This is fiction and an allegory, and a bad one at that. You are forewarned.

My friend and I are plopped down, per usual on Wednesday nights which provide little in the way of entertainment or violence, in a small opium den which our crowd frequents. Our hash has been waiting eagerly to be consumed all day, nestled warmly in a celophane packet in my wallet, the heat of my body bathing it like a mother bird does her egg. Soon enough we are gone, the quiet music in the background bathes us as a synthaesia laps at the edges of our bodies. I can feel myself slow and long like a blade in the dark, and my intellect sweeps over open hills like the motion blur clouds of an amphetamine afternoon. Then, the discussion begins.

"Fog hates gags," I declare.

"Fog must not be very nice," my friend says. But from behind the cloud of hashish smoke he can hardly been seen as serious.

"But if He wasn't nice," I begin, filling my chest as I do when I go on my extended rants, "why would He send down his only Son, Light-Misty-Rain, to be sacrificed on our windshield wipers and to die for our rust proofing? He knows we cannot withstand His wrath, for it would destroy our truecoats and make our cars look like all those junkers that have been through long New England winters." I, sufficiently edified, shut up.

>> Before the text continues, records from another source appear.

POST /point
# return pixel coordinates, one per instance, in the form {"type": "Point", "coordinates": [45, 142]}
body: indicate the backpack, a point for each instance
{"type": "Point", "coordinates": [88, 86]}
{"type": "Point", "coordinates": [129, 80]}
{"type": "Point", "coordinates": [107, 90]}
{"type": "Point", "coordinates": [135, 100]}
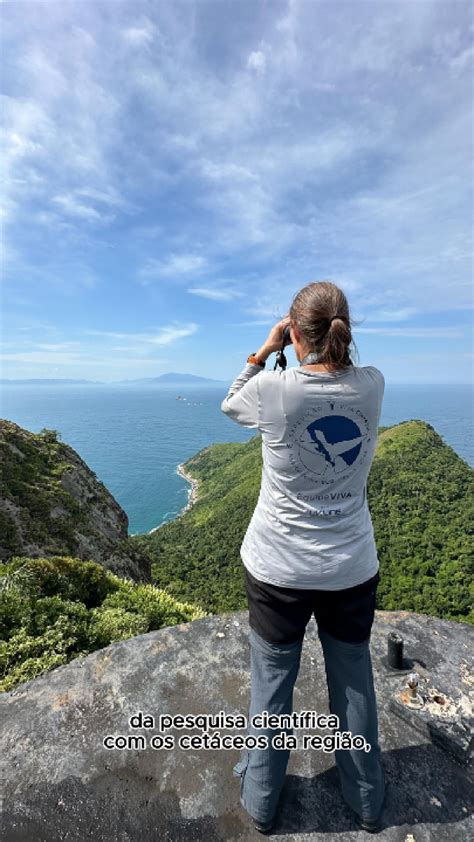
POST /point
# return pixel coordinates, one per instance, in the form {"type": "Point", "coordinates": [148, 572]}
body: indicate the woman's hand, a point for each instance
{"type": "Point", "coordinates": [274, 340]}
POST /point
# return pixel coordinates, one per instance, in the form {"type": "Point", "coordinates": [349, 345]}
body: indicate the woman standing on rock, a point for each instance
{"type": "Point", "coordinates": [309, 548]}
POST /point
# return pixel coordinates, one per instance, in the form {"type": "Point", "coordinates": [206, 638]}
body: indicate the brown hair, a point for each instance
{"type": "Point", "coordinates": [321, 313]}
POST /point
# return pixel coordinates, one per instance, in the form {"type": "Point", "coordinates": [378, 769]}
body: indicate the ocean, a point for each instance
{"type": "Point", "coordinates": [134, 437]}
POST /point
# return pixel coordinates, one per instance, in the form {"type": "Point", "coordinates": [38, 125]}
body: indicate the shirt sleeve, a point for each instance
{"type": "Point", "coordinates": [243, 399]}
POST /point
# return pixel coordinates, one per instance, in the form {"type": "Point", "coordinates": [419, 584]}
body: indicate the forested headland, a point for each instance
{"type": "Point", "coordinates": [420, 495]}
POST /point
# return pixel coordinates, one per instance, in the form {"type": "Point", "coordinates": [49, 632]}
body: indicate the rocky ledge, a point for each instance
{"type": "Point", "coordinates": [62, 783]}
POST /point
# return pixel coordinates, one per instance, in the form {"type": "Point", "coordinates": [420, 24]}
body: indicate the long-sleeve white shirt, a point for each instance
{"type": "Point", "coordinates": [311, 527]}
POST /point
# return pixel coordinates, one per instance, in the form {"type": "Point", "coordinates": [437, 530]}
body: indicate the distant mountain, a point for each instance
{"type": "Point", "coordinates": [171, 378]}
{"type": "Point", "coordinates": [46, 381]}
{"type": "Point", "coordinates": [174, 377]}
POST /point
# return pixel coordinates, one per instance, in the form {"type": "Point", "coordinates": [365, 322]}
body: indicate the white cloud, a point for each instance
{"type": "Point", "coordinates": [71, 206]}
{"type": "Point", "coordinates": [175, 265]}
{"type": "Point", "coordinates": [215, 293]}
{"type": "Point", "coordinates": [414, 332]}
{"type": "Point", "coordinates": [257, 61]}
{"type": "Point", "coordinates": [163, 336]}
{"type": "Point", "coordinates": [170, 334]}
{"type": "Point", "coordinates": [139, 35]}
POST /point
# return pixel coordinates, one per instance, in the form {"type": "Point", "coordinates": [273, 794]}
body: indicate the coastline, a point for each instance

Six or seven hits later, he starts in with, "But you have no proof, this Fog is just a concept. His Son is nothing but the dew that covers everything in the morning hours, before the sunlight of logic erases him as easily as carbonation is removed from soda."

"I have proof," I respond. "I have many water stains on my car from the glory that His Son has brought down upon us, and some will not come off. They are, pock marks on my finish and so shall be forever. Not even the fancy polishes and finishes from commericials and, nay, infomercials can remove those marks. It is as permanent as a truecoat."

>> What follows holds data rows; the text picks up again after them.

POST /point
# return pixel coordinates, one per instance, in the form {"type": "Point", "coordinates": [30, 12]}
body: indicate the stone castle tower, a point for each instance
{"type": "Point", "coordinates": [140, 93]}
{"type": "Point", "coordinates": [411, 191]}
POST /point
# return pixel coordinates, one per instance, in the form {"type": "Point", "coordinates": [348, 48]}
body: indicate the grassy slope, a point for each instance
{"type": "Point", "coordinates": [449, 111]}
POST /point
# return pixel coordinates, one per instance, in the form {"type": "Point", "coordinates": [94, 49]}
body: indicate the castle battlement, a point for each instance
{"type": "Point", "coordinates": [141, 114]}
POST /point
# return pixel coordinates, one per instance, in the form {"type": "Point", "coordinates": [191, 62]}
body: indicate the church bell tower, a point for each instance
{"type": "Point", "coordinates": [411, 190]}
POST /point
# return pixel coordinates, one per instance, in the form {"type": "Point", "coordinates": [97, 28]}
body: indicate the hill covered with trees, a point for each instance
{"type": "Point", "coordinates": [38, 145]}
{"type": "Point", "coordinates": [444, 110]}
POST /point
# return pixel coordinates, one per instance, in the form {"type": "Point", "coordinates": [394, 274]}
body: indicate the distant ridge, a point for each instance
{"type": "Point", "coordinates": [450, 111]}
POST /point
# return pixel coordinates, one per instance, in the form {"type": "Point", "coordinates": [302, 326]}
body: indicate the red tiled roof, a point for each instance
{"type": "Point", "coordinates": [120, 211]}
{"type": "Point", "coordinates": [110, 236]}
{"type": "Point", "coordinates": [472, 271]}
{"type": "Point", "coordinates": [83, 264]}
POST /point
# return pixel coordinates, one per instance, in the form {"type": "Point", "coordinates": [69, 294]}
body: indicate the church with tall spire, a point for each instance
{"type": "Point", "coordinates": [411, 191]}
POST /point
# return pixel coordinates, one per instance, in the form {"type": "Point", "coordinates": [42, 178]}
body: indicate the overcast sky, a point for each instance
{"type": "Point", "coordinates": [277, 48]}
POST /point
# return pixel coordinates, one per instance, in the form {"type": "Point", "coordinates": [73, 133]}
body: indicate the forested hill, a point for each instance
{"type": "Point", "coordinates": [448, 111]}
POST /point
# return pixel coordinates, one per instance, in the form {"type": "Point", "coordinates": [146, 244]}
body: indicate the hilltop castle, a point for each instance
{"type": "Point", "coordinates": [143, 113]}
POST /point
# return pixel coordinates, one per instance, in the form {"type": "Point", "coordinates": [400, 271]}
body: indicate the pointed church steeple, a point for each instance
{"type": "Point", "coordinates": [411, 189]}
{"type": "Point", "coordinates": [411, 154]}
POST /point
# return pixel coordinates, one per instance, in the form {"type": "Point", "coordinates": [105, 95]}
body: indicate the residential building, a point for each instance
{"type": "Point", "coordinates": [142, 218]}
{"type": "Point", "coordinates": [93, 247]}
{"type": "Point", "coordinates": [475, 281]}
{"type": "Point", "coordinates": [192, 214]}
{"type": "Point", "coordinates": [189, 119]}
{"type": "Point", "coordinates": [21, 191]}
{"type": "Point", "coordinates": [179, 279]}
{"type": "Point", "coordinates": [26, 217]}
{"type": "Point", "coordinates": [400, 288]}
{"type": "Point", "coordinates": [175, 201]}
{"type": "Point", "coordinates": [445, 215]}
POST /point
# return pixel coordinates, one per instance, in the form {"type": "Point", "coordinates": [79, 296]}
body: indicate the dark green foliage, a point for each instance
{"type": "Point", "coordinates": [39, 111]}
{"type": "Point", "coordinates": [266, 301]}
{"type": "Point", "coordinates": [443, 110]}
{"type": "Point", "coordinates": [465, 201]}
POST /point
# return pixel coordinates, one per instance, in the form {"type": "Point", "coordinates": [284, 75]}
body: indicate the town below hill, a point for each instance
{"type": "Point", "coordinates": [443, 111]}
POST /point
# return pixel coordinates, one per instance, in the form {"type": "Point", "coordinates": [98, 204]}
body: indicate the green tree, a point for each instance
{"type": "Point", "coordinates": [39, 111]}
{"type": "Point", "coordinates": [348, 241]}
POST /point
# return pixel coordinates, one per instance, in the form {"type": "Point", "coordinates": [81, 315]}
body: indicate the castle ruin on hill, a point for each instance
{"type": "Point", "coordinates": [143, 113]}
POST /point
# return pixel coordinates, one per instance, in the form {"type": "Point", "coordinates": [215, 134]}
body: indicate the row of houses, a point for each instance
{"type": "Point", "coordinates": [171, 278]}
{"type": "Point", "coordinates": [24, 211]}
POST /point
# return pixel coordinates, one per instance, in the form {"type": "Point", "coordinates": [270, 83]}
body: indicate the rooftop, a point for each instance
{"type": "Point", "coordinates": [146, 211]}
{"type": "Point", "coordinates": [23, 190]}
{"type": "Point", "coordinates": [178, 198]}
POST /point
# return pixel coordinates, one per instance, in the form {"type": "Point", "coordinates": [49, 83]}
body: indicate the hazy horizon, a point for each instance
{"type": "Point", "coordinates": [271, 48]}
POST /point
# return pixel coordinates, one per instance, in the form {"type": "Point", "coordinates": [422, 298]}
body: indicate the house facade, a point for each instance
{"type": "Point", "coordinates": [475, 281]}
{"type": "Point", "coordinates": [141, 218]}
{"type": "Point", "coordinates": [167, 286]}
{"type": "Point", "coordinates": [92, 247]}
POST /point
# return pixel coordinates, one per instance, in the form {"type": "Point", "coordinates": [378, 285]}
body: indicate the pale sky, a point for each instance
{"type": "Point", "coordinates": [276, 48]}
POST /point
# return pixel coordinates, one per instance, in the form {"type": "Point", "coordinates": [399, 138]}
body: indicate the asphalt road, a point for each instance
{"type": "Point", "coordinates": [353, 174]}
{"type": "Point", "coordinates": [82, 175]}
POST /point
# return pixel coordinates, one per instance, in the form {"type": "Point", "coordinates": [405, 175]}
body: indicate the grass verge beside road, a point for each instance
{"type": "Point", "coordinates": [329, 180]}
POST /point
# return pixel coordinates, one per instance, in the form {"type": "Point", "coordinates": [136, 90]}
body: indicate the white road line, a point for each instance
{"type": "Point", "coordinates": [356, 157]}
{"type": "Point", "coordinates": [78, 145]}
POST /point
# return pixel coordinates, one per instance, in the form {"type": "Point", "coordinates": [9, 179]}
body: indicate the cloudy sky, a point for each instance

"Oh, oh! And how readily you cling to your hollow beliefs, why not simply have the whole thing refinished. Why, simply spray paint would do the job crudely, you could replace it with anything you wished! As simple as changing your pants!"

"You would have me do so, to change my finish like that. I cannot change so simply, for my finish has been with me since the day I entered that car and it shall remain. It was with me at my first ticket, at my first emissions test. It has been good and true to me since the day of its truecoating. To change that, would be to change the very nature of the thing itself," I am sufficiently exhausted at this point and am tired of defending my beliefs.

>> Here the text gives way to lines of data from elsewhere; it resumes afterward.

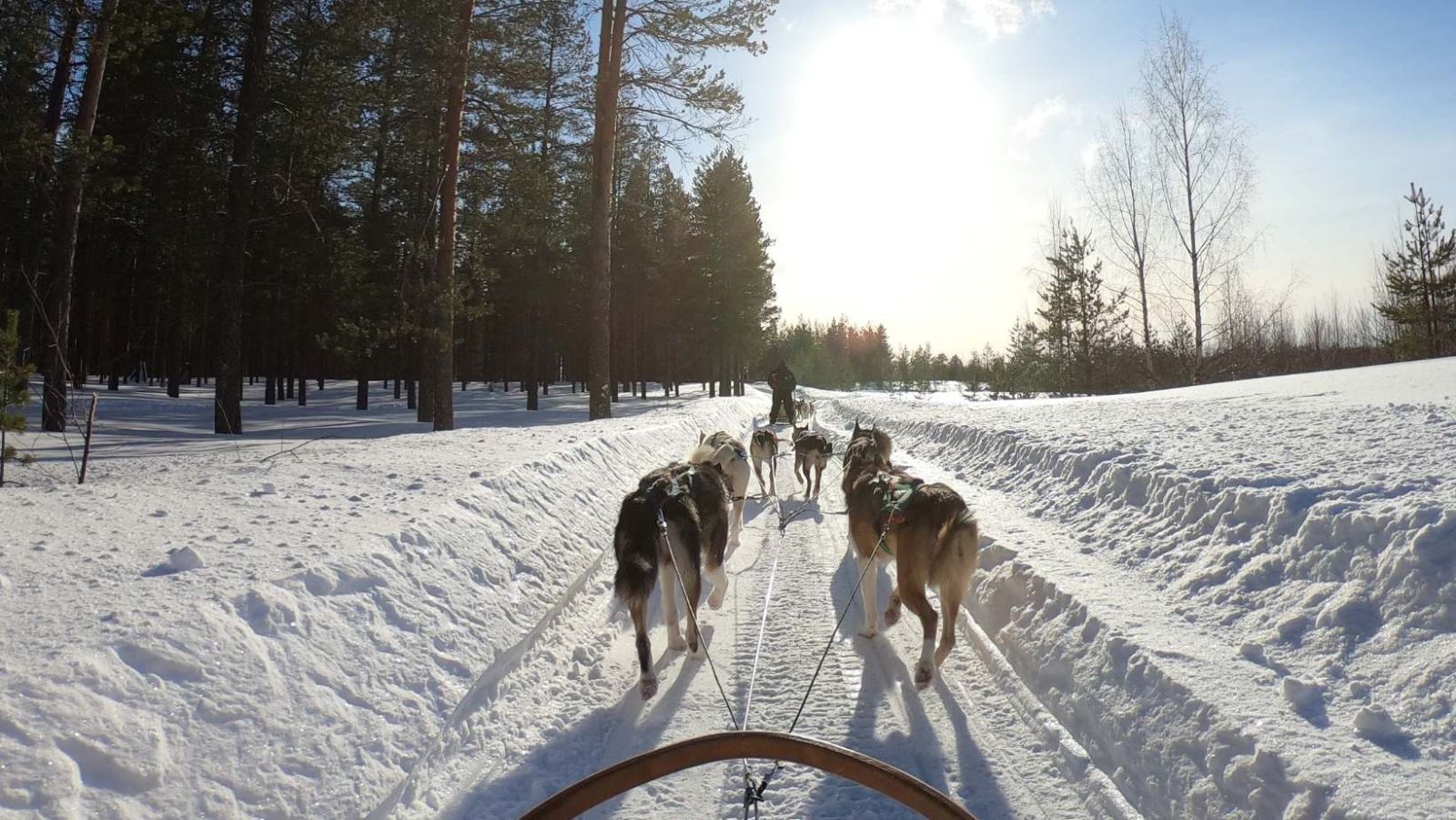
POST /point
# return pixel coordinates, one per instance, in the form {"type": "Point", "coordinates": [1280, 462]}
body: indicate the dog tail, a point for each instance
{"type": "Point", "coordinates": [961, 539]}
{"type": "Point", "coordinates": [635, 542]}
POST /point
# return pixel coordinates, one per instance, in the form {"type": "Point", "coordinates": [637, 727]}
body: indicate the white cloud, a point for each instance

"Why not simply get a new car?" my friend asks.

And I, smugly reply, "what are you, a buddhist?"

Before he has the chance to answer, the owner of the den asks us to leave, because our ideas are too controversial and the quiet stoners in the back are feeling too brittle to have their beliefs questioned. So, the two of us find our way to to the street, and its raining and hot and steamy. My friend laughs at the irony as we part and go our separate ways. He disappears into the shadow of an echoing alley way and I find my way back to my flat where it's warm and my girl waits with hair in braids and stale Chinese food in oil stained cartons.